The cost of the Church was reputed to be £1,000 and in May 1888 there were concerns that only £400 had been raised. In fact, only £236 had been raised, all of the donors to that time being listed in an advertisement the following month, the largest of them being John Henry Monger (£59) who was paying in instalments. Donations continued to be published and the total crept to £345.

Stone for the church was donated and carted to the site by adherents.

By June, it was reported that construction of the Church was fast reaching completion and would be finished by the first Sunday in August 1888.

Opening of the Church

The last two services for the chapel were held by the Rev Thomas Bird and the Rev William Lowe on 19 August. The Rev Thomas Bird held the opening service in the new Church on Wednesday 22 August 1888 at 3:45 pm.

The local newspaper, the Eastern Districts Chronicle reported:

The Church is a valuable addition to the many imposing edifices erected here, and the internal arrangements are finished in a workmanlike manner, redounding greatly to the credit of Messrs. Pringle and Moscrip, as contractors. Its acoustic properties are of the highest order as was plainly evidenced at the services on Wednesday last. A great many people attended from Perth. Northern, Newcastle, Beverley, and other towns, and the whole congregation numbered quite 300 souls.


The architect of the church was Alfred McBain Bonython who had come from Adelaide and Melbourne and was living in Perth designing buildings for the Shenton family. He was only 23 at the time. He also designed the Wesleyan Methodist churches in Fremantle and Albany.

The church is in Victorian Academic Gothic style. Gothic features include:

  • Steeply pitched roof
  • Parapeted gable
  • Excellent stone masonry
  • Wall buttresses
  • Lancet windows
  • Porch with Gothic arch (a later addition)
  • Label moulds


A fund was raised by Mrs Florence Monger in 1895 for the purchase of an organ constructed by Alfred Monk of London. The organ is only one of two Alfred Monk organs in Australia and is considered the best 19th century organ in Western Australia "in both the warmth of its tone and brilliance of sound and in capability to fill the sanctuary with sound".

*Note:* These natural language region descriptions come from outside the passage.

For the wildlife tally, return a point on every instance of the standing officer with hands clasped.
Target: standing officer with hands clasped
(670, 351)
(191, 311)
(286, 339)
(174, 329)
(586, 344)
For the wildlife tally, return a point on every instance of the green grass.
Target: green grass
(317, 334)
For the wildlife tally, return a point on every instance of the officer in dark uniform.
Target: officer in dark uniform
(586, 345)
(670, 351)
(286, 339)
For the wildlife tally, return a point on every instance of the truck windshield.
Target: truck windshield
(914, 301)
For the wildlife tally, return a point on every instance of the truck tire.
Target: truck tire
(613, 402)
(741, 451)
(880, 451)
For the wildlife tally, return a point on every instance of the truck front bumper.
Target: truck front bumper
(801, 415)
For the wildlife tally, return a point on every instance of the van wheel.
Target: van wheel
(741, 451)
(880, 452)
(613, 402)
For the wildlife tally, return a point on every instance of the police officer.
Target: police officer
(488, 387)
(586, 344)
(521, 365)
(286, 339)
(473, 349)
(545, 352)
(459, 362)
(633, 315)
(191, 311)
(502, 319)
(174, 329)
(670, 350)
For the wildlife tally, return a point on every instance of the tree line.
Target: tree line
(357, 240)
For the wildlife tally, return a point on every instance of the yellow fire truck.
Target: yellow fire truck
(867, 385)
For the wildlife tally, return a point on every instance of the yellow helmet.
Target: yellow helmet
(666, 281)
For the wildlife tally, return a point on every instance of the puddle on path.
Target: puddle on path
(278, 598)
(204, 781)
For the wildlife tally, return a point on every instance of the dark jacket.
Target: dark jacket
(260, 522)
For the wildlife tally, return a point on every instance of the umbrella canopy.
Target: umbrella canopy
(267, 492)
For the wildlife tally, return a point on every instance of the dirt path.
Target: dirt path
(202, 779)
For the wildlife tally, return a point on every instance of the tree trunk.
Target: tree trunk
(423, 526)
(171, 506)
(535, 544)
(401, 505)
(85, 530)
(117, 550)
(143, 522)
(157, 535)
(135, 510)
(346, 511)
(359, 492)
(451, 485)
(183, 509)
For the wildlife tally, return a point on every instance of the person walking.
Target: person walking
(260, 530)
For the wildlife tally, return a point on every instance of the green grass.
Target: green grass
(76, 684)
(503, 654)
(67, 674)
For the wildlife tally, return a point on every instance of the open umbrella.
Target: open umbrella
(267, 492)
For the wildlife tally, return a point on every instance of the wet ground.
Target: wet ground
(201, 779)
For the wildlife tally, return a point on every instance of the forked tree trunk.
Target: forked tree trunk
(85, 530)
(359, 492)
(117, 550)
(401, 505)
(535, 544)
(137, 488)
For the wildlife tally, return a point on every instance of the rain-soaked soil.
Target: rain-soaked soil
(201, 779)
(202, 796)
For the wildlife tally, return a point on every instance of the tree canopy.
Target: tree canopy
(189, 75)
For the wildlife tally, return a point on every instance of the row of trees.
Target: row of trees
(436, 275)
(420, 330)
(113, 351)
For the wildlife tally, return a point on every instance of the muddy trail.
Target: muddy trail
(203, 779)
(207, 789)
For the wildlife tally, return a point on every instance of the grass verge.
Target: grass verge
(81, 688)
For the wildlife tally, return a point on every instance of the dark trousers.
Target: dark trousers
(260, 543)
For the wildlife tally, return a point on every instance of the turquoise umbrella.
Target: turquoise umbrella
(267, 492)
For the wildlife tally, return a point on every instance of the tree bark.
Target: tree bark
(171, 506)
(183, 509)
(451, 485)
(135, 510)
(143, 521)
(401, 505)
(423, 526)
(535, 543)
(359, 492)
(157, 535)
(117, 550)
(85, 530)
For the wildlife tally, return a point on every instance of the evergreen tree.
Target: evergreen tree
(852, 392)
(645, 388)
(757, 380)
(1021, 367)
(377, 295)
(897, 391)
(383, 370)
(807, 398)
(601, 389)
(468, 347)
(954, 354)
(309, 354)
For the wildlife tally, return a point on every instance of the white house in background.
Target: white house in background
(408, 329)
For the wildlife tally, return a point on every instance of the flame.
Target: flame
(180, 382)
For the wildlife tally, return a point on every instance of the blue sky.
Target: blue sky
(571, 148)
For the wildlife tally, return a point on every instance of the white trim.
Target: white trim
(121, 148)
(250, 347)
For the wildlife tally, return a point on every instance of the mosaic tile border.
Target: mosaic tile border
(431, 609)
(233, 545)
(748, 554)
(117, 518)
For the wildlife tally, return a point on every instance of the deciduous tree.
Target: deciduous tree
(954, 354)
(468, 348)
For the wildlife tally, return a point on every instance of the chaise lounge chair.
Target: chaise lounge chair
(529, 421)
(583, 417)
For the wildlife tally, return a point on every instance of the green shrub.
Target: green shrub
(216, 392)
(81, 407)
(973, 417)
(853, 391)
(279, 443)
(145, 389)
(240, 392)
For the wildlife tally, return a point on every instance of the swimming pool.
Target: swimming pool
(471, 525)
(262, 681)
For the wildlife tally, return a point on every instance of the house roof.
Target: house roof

Originally, the organ had to be hand-pumped. An organ pumper recollected:

The organ pumper was very important. If the musician and the person pumping the organ were on good terms, the pumper would use long even strokes of the pump lever to provide a nice even flow of music and when the musician was using FF which means full volume one would have to watch the level indicator and increase the speed of stroke but still keep it very even to compensate for the volume of air being used to produce the volume of sound.

The names of a number of the organ pumpers are scratched in the back of the organ case.

In 1925, an electric blower was installed.

The organ was restored in 1981-2 by FJ Larner & Co and was cleaned and maintained in June 2001.

The gallery in the church was originally intended to be used by the choir but the installation of the pipe organ meant that the choir assembled at the front of the church.


The bell of the church was cast at the London foundry of John Warner & Sons in 1905. The bell is 510mm in diameter and weighs approximately 91 kg. The bell was donated by Mr E R Parker. Originally the bell was mounted on a wooden tower at the back of the chapel. When that became unsafe it was replace by a metal tower. In November 2010, the bell was erected in the present tower which was paid for by public subscription.